Celebrity brawler Conor McGregor struck a sweetheart deal with District Attorney Eric Gonzalez that let the Ultimate Fighting Championship athlete walk away with a clean record after an April scuffle outside the Barclays Center in which he injured two other athletes and a security guard.

“I’m thankful to the DA and the judge for allowing me to move forward,” McGregor said following his Thursday sentencing. “I want to say thanks to my friends, my family, my fans, thank you for your support.”

The Irish mixed-martial artist pled guilty to a disorderly-conduct violation before a Criminal Court judge, who subsequently sentenced him to five days of community service and anger-management classes, in exchange for the top prosecutor dropping all felony assault charges against him, according to Gonzalez’s spokesman.

McGregor turned himself in to cops at the 78th Precinct earlier this year after he hurled a metal hand truck at a bus outside the Prospect Heights venue, shattering glass that cut fellow fighters Michael Chiesa and Raymond Borg, all of whom were in town for an Ultimate Fighting Championship event.

The “notorious” athlete then demonstrated his superior striking ability on an arena security guard, hitting him in the face with a few well-placed jabs.

McGregor walked free 24-hours later after posting his $50,000 bail, but the day after that, the fighting league’s former lightweight champion lost his belt to rival athlete Khabib Nurmagomedov after Nurmagomedov defeated another brawler to claim the title.
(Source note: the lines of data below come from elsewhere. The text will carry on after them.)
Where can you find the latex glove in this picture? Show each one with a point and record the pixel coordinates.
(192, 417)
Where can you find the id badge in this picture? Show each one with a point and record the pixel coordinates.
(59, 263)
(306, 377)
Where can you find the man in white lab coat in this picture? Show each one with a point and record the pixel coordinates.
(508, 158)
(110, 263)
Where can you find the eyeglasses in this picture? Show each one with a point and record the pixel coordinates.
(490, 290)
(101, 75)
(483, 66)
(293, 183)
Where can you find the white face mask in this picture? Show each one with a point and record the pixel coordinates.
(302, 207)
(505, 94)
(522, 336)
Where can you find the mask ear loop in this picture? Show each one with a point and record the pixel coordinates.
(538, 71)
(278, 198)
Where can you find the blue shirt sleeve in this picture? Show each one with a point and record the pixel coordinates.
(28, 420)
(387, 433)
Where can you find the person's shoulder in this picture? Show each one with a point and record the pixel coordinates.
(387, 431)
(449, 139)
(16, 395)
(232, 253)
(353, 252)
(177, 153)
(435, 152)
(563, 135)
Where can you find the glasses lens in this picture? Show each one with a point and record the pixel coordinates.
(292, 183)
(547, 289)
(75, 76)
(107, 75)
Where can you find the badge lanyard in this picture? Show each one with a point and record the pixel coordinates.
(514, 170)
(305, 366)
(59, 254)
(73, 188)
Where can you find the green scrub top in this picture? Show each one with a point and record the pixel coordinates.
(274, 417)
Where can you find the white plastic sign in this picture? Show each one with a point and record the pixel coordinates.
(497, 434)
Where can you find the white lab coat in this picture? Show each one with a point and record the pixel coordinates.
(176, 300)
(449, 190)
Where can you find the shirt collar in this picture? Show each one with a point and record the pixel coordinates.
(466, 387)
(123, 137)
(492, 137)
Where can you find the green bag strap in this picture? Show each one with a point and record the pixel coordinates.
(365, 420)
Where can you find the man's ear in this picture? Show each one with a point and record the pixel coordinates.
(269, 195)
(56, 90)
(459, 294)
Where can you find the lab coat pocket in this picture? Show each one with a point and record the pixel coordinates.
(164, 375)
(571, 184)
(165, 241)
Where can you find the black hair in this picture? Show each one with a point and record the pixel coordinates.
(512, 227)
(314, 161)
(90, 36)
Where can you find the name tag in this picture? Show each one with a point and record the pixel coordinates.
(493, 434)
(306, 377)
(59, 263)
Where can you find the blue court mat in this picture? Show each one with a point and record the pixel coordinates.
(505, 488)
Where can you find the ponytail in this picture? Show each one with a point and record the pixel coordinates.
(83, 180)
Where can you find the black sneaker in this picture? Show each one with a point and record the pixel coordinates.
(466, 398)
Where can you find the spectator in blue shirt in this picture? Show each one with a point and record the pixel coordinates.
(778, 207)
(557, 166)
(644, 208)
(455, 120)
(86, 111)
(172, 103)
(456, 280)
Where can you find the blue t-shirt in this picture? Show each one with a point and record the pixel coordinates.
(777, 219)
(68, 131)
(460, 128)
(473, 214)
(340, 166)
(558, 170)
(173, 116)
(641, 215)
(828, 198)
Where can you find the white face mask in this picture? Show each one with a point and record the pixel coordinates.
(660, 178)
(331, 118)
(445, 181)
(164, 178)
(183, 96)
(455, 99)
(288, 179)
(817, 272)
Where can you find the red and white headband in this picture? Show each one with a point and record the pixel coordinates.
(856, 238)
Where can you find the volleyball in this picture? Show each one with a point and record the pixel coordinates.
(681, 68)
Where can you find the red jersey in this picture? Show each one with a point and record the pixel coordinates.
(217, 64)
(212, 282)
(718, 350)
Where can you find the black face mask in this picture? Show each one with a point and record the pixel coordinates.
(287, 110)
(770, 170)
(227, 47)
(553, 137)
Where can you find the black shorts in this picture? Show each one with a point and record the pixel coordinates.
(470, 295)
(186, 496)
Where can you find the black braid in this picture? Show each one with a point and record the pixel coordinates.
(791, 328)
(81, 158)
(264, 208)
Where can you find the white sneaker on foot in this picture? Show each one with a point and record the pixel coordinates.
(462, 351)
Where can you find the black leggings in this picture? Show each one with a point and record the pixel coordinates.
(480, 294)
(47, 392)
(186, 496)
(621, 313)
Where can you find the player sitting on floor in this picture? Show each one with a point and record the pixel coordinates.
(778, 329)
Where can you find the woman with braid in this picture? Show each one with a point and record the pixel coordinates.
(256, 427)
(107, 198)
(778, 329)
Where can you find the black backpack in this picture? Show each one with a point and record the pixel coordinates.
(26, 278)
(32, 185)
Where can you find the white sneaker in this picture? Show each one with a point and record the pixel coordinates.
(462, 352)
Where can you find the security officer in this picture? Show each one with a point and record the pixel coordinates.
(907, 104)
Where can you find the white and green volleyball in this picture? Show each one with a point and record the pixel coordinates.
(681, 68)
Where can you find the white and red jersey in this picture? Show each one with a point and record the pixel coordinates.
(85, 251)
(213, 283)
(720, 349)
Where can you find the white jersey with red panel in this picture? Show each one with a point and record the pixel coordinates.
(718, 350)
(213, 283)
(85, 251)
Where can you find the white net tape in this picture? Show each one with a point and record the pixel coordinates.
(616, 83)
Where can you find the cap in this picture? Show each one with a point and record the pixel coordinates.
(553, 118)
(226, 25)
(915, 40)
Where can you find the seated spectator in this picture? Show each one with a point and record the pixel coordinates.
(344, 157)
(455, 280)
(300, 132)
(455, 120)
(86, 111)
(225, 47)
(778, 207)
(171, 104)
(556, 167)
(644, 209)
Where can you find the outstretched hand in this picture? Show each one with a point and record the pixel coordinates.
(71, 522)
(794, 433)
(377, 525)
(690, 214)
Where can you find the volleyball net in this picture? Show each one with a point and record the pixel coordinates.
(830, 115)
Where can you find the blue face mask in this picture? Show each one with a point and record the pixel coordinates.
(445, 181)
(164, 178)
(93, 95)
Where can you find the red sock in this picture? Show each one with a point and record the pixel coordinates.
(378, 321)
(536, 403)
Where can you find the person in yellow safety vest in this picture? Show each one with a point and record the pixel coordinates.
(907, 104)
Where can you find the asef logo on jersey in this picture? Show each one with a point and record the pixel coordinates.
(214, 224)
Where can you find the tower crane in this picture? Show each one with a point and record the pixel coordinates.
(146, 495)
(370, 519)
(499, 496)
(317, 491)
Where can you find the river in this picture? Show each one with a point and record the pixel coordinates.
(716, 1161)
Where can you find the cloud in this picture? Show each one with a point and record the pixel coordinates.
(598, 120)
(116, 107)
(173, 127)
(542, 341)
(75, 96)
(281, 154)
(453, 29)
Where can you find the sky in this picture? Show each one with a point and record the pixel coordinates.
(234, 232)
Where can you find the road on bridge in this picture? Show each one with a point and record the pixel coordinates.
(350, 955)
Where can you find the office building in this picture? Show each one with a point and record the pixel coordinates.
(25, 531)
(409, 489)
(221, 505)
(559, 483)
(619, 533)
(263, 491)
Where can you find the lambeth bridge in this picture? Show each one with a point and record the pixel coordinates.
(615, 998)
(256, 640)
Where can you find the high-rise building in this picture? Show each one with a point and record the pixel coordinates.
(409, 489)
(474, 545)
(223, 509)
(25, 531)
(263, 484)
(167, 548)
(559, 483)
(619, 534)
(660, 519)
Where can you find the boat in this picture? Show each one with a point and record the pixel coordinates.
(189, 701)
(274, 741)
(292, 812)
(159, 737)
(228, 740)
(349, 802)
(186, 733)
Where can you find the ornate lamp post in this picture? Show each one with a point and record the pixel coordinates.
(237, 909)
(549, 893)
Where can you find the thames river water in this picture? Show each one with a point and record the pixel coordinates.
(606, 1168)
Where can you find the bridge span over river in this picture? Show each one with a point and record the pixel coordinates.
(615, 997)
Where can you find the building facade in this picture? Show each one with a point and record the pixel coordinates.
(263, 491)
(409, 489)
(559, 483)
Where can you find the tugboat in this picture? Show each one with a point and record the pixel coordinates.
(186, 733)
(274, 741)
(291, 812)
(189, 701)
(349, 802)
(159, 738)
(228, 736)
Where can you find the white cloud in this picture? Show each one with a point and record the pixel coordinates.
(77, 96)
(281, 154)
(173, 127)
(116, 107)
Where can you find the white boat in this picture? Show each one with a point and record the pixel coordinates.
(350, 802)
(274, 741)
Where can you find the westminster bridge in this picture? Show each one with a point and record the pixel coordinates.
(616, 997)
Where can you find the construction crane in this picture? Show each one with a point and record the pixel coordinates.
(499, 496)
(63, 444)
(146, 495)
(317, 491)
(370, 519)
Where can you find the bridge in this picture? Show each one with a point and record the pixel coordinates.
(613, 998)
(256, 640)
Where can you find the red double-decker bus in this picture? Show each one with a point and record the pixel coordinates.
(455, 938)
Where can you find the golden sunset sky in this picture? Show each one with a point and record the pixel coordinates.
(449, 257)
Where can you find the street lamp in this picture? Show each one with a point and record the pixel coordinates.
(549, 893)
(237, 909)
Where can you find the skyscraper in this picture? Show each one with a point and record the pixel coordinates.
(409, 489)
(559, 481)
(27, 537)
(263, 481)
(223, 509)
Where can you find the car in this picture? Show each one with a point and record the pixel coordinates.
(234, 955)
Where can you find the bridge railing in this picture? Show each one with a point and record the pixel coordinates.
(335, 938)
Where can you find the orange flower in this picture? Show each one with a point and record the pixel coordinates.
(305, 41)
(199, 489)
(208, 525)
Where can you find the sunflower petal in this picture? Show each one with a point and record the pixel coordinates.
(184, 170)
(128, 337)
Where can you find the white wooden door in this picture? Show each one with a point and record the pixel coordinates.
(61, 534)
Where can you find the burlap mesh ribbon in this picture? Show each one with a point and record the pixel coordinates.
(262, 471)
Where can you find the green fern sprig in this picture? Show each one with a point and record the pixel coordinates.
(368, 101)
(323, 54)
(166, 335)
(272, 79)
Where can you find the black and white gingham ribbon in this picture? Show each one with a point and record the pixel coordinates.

The plea deal also allows the star of the 2017 documentary “Conor McGregor: Notorious” to travel freely in and out of the country, according to the district attorney’s office.

And that’s a good thing, because McGregor — who still holds an Ultimate Fighting Championship record as its only competitor to win the light- and featherweight belts in his career — is now returning his attention to the fighting-league, according to his manager, who told ESPN his client looks forward to talking with bigwigs about how the Brooklyn brawl and its fallout will affect his status with the organization.

“We’re going to get back to talking with them, we’ve had some communication in the last few weeks. Everybody wants to get back to the good old days,” Audie Attar said.